In the present embodiment, said process as shown in Figure 7, synthesizes front motion fragment M 1there is i frame, M 2there is j frame.If merging window selected is k frame, and the frame number of final synthetic motion fragment is i+j-k.Front i-k frame and the M of the motion fragment after synthetic 1front i-k frame just the same, rear j-k frame and M 2rear j-k frame just the same, middle k frame utilizes linear interpolation to obtain.
The invention provides a kind of general, efficient method and plan visual human's combined task, thereby synthesize the motion of virtual role with a kind of control device of higher level.The method by abstract goal task be subtask in different levels, and training obtains the control strategy of each subtask in less subproblem space, thereby reduces the scale that solves of problem, and accelerates the speed that solves of problem.So-called " strategy ", for example refers to visual human's state, to the mapping relations of action (, one to one, the mapping relations of one-to-many), and visual human selects the foundation of action, thereby can from environment, obtain greatest hope accumulation return value.
The visual human's combined task planing method based on key state that the present invention proposes, its advantage is: combined task is resolved into multiple subtasks by (1), and solve in the sub-state space of small-scale, greatly reduce required computing time and storage space.(2) for visual human's combined task, owing to dividing and rule, each subtask is planned, instruct visual human to arrive quickly to setting the goal thereby therefore can obtain more accurate controller.(3) this algorithm is without the shape of controller value function is made to any hypothesis, only needs to ensure that each state-action is to can, by repeated accesses continually, ensureing to converge to optimal control policy with probability one.

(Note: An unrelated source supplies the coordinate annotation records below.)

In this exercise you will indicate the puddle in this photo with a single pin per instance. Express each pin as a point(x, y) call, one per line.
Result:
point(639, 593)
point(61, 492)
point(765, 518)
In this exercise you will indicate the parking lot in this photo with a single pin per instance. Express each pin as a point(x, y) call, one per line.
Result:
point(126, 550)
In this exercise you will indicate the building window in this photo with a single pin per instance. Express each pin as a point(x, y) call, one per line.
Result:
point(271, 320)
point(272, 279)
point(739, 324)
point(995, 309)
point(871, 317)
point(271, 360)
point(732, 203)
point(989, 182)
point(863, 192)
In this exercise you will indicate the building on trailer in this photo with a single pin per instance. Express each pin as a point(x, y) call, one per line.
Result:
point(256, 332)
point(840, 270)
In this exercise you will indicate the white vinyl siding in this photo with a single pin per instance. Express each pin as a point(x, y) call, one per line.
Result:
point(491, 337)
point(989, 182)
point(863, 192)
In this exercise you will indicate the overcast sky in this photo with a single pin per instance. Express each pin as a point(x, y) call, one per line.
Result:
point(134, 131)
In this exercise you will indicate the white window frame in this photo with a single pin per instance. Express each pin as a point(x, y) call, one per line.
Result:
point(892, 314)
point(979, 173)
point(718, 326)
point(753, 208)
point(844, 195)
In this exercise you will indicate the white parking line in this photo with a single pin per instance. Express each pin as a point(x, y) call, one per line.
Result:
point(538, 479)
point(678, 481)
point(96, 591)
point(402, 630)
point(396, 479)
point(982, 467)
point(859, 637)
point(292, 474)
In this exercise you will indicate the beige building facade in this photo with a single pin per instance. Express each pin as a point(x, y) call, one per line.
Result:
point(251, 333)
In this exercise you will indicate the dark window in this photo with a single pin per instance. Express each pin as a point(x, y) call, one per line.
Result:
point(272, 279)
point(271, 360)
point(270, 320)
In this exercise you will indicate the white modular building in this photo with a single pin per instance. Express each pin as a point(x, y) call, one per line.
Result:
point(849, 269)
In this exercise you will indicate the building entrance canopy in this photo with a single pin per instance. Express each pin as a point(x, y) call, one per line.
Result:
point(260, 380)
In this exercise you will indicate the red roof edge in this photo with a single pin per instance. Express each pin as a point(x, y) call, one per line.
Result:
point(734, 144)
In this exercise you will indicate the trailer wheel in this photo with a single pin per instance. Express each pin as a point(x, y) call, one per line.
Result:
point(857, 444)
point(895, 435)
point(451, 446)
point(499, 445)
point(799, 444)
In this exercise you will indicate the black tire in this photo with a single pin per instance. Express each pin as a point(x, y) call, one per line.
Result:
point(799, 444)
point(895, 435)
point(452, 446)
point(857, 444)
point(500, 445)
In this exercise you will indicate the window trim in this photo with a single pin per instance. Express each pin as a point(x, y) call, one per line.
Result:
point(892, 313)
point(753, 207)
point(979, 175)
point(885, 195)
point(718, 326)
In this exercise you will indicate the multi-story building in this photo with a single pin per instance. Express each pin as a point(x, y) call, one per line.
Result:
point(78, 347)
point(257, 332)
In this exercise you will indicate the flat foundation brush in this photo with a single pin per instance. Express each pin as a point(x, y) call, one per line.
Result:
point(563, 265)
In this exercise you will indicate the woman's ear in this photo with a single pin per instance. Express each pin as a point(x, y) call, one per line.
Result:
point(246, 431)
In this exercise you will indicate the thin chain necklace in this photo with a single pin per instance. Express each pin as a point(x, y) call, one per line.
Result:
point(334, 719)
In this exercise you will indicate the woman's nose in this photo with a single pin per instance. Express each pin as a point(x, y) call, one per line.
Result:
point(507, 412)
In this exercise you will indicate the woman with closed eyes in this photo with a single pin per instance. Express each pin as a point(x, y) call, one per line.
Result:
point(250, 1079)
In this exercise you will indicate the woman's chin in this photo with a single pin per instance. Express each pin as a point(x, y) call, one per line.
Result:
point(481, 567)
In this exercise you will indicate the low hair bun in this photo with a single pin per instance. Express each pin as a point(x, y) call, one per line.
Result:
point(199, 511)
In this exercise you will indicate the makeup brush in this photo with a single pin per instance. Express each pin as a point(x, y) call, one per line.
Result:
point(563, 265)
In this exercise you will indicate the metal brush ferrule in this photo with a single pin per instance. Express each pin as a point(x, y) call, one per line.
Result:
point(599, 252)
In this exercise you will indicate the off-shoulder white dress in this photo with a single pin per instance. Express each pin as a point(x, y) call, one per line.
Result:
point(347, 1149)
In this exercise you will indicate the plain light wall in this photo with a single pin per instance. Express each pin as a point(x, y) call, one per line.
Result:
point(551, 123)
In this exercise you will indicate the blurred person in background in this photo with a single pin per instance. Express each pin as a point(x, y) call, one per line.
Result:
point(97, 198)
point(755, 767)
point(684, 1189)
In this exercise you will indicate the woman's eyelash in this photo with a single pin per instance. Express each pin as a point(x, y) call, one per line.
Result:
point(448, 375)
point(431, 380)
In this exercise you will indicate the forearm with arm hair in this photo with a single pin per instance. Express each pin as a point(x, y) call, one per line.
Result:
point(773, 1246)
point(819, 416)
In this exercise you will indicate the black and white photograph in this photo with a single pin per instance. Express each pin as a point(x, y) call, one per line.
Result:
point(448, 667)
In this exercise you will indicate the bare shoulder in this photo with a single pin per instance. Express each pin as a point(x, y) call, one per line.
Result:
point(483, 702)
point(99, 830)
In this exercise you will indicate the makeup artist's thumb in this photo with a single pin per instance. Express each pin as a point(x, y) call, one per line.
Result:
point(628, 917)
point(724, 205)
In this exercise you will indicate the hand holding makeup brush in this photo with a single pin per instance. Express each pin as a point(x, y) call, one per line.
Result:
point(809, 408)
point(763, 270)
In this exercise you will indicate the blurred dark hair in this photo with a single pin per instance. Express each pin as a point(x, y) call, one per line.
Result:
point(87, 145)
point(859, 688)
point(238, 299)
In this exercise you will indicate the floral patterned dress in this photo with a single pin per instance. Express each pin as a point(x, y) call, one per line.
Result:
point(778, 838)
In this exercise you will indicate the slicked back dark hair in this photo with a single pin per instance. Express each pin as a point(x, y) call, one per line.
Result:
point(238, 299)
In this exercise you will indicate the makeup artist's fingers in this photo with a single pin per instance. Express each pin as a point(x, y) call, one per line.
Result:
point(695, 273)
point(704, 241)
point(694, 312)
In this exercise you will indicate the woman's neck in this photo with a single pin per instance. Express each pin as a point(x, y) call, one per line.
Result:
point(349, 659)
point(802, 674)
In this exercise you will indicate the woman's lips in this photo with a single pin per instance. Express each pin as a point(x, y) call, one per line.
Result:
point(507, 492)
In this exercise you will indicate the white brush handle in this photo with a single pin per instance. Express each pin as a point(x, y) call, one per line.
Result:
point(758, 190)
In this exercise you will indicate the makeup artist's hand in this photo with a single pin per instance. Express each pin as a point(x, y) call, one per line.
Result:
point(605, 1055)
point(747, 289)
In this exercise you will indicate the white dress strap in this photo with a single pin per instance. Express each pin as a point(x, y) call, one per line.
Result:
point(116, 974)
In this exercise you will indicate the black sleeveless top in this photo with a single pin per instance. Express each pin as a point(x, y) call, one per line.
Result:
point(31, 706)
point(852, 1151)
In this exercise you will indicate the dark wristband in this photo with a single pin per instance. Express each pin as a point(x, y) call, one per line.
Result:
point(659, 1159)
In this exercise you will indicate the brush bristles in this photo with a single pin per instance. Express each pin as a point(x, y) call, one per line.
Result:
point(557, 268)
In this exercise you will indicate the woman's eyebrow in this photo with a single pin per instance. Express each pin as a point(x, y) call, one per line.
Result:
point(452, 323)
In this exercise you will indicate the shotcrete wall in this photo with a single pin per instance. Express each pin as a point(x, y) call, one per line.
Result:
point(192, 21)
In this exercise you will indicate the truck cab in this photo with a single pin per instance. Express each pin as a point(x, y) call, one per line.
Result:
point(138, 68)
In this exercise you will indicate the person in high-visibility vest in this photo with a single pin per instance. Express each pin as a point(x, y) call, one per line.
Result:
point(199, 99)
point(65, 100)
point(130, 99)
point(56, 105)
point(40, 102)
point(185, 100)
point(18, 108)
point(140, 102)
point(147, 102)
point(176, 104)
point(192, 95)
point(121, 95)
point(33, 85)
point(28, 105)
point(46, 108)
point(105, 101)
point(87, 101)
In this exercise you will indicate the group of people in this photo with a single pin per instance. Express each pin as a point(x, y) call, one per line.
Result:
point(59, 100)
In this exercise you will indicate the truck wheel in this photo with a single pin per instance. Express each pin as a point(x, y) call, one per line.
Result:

Should be noted that and understand, in the situation that not departing from the desired the spirit and scope of the present invention of accompanying claim, can make various amendments and improvement to the present invention of foregoing detailed description.Therefore, the scope of claimed technical scheme is not subject to the restriction of given any specific exemplary teachings.

Claims (6)

1. visual human's combined task planing method, comprising:
Step 1, based on motion capture data, build visual human's behavior figure;
Step 2, find key state, and based on key state, combined task is decomposed into subtask;
Step 3, learn the optimal control policy of each subtask; With
Step 4, original state based on visual human in environment, the optimum action sequence of calculation combination task;
Wherein, described step 1 also comprises:
Step 1.1, described motion capture data is divided into motor unit;
Step 1.2, by motor unit cluster, and a class motor unit is defined as to behavior;
The restriction relation of step 1.3, demarcation various actions; With
Step 1.4, according to the restriction relation of demarcating, build visual human's behavior figure;
Described step 2 also comprises: by the successful path of sparse sampling in state space search mission, find described key state according to the accessed frequency of each state;
Described step 3 also comprises:
Learning rate, the discount factor of step 3.1, definition learning model;
Step 3.2, definition one step return function, and initialization accumulation return function;
Step 3.3, choose an original state and choose an optimum action according to existing value function for this original state arbitrarily, state is updated to next state, and revise and expect that accumulative total returns function; With
Step 3.4, judge to expect whether accumulation return value restrains, if do not restrained, repeated execution of steps 3.3;
Described step 4 also comprises:
Step 4.1, input using given original state as first subtask control strategy, obtain the optimum action sequence of this subtask;
Step 4.2, original state using the final state of first subtask controller as follow-up subtask controller, obtain optimum action sequence corresponding to follow-up subtask successively;
Step 4.3, order are spliced the optimum action sequence of all subtasks, obtain the optimum action sequence of original combined task.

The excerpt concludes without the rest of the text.